「……お待たせ」


「うん、じゃ行こっか」


着替えて戻ってきた達久に一つ頷いて、今度こそ正面玄関まで歩いた。
まだ外は雨がしとしとと降り続いていて、早く梅雨があければいいのにと思った。


「……あー」


「なに?」


「傘忘れた」


外に出る手前でそんなことを言うもんだから、


「私あるから大丈夫」


そして今しがた持ってきた傘を広げた。


「ほら、入りな」


達久の身長に合わせて少し傘を持ち上げて、一緒に入るように促すも、達久は無言で私を見つめているだけだ。
どうしたというんだろう、こんなこと昔もよくやったというのに。


「……ミコ姉、それが仲良しごっこ?」


「は?」


しばらくの沈黙の後でようやっと言われた言葉がそれで、なんの話をしているのかわからなかった。
眼鏡の奥の双眸は、疑い深げな視線をこちらに投げかけてくる。理由が分からなくて首をかしげると、


「……昨日言ってたじゃん。

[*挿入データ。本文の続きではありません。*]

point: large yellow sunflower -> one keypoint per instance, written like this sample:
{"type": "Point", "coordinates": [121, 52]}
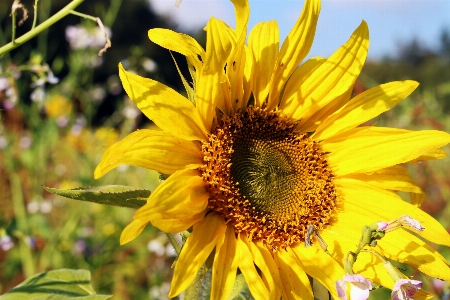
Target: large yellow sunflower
{"type": "Point", "coordinates": [265, 147]}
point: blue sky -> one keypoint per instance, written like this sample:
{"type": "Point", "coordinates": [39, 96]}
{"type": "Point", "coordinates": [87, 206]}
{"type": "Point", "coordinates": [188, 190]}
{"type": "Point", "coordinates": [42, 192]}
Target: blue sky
{"type": "Point", "coordinates": [391, 22]}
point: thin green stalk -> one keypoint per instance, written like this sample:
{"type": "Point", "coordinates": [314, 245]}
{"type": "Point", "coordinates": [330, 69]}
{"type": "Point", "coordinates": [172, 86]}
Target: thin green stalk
{"type": "Point", "coordinates": [41, 27]}
{"type": "Point", "coordinates": [42, 39]}
{"type": "Point", "coordinates": [13, 34]}
{"type": "Point", "coordinates": [112, 12]}
{"type": "Point", "coordinates": [174, 243]}
{"type": "Point", "coordinates": [83, 15]}
{"type": "Point", "coordinates": [22, 224]}
{"type": "Point", "coordinates": [35, 14]}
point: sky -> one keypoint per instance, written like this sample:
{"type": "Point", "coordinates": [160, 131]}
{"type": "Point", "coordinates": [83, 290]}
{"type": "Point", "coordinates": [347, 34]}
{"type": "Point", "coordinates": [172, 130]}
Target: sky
{"type": "Point", "coordinates": [391, 22]}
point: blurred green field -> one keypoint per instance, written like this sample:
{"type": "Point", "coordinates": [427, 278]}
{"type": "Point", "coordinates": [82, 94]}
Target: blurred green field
{"type": "Point", "coordinates": [53, 133]}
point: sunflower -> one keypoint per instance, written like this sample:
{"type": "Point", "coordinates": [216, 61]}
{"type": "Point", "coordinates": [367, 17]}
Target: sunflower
{"type": "Point", "coordinates": [264, 147]}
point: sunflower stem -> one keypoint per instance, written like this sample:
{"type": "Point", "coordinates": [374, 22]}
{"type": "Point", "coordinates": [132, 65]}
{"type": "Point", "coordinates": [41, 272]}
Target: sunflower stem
{"type": "Point", "coordinates": [174, 243]}
{"type": "Point", "coordinates": [40, 28]}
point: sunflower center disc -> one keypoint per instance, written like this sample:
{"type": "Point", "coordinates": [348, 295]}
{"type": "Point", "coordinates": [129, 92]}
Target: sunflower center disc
{"type": "Point", "coordinates": [269, 180]}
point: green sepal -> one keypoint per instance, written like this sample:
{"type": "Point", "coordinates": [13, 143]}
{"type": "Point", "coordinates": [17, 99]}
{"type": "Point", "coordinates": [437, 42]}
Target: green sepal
{"type": "Point", "coordinates": [117, 195]}
{"type": "Point", "coordinates": [57, 284]}
{"type": "Point", "coordinates": [240, 289]}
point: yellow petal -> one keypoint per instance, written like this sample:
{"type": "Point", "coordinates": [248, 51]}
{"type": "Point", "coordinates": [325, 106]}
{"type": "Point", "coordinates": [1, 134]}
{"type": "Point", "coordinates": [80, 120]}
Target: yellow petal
{"type": "Point", "coordinates": [178, 42]}
{"type": "Point", "coordinates": [320, 115]}
{"type": "Point", "coordinates": [179, 224]}
{"type": "Point", "coordinates": [181, 196]}
{"type": "Point", "coordinates": [151, 149]}
{"type": "Point", "coordinates": [320, 266]}
{"type": "Point", "coordinates": [236, 60]}
{"type": "Point", "coordinates": [381, 205]}
{"type": "Point", "coordinates": [295, 283]}
{"type": "Point", "coordinates": [264, 41]}
{"type": "Point", "coordinates": [224, 266]}
{"type": "Point", "coordinates": [169, 110]}
{"type": "Point", "coordinates": [264, 260]}
{"type": "Point", "coordinates": [394, 178]}
{"type": "Point", "coordinates": [195, 251]}
{"type": "Point", "coordinates": [289, 103]}
{"type": "Point", "coordinates": [432, 154]}
{"type": "Point", "coordinates": [365, 107]}
{"type": "Point", "coordinates": [248, 79]}
{"type": "Point", "coordinates": [404, 247]}
{"type": "Point", "coordinates": [294, 49]}
{"type": "Point", "coordinates": [254, 281]}
{"type": "Point", "coordinates": [331, 80]}
{"type": "Point", "coordinates": [367, 149]}
{"type": "Point", "coordinates": [212, 79]}
{"type": "Point", "coordinates": [132, 231]}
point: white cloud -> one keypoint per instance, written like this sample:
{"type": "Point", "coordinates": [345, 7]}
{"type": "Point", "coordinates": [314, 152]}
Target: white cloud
{"type": "Point", "coordinates": [194, 14]}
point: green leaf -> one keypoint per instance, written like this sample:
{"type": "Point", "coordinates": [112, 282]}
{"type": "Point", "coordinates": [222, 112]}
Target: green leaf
{"type": "Point", "coordinates": [56, 285]}
{"type": "Point", "coordinates": [117, 195]}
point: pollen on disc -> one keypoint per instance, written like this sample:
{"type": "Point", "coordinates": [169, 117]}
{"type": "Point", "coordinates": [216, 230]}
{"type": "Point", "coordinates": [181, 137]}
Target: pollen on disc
{"type": "Point", "coordinates": [267, 179]}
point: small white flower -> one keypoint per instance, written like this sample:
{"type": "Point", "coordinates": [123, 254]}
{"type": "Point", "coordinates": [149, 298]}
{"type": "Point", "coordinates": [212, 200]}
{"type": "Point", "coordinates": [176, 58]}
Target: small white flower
{"type": "Point", "coordinates": [404, 289]}
{"type": "Point", "coordinates": [359, 287]}
{"type": "Point", "coordinates": [408, 221]}
{"type": "Point", "coordinates": [404, 221]}
{"type": "Point", "coordinates": [155, 246]}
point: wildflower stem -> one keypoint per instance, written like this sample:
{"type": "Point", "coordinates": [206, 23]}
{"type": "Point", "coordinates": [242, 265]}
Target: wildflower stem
{"type": "Point", "coordinates": [35, 14]}
{"type": "Point", "coordinates": [13, 18]}
{"type": "Point", "coordinates": [100, 24]}
{"type": "Point", "coordinates": [22, 225]}
{"type": "Point", "coordinates": [174, 243]}
{"type": "Point", "coordinates": [73, 12]}
{"type": "Point", "coordinates": [40, 28]}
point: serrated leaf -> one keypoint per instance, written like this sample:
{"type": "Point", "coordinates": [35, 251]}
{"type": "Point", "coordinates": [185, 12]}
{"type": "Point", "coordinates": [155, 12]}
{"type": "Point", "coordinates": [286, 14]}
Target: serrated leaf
{"type": "Point", "coordinates": [63, 284]}
{"type": "Point", "coordinates": [117, 195]}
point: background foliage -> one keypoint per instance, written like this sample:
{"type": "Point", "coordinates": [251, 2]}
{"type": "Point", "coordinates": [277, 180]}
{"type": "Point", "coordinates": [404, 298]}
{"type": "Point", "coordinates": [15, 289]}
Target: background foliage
{"type": "Point", "coordinates": [61, 106]}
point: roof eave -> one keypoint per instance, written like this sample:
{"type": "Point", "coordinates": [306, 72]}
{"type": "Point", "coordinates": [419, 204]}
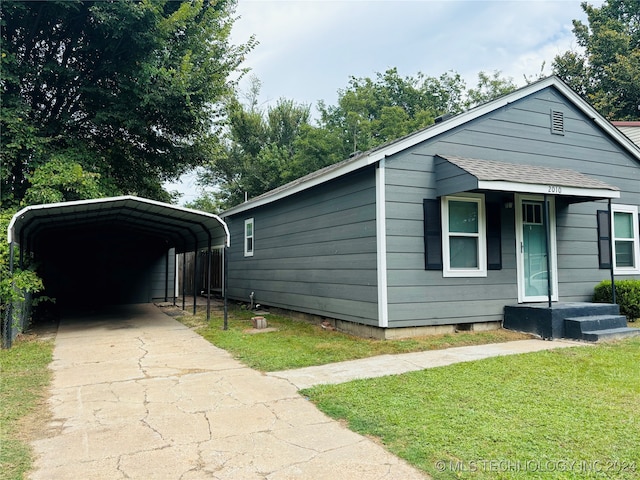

『表面上は勝手に仲良くやってくつもりだ』って。いまの傘もだけど、買い出しにも一緒に行くって言うし、昨日まで俺のこと避けてた人とは思えないね」


「……」


「ミコ姉のその、平気で仲良いフリする神経、尊敬する」


「すごい嫌味だね」


「……嫌味でも言わなきゃやってらんない」


そう言ってやっと傘に入ってきた達久に苦笑する。


「……別に仲良しごっこしようと思って、一緒に買い出し行ったり傘入ったりしてるわけじゃ無いんだけどなあ…」


今は晴子さんたちが見ている状況でもないし、仲良いフリする意味なんてない。
なぜこんなことするのかと言われたら、そんなの決まってる。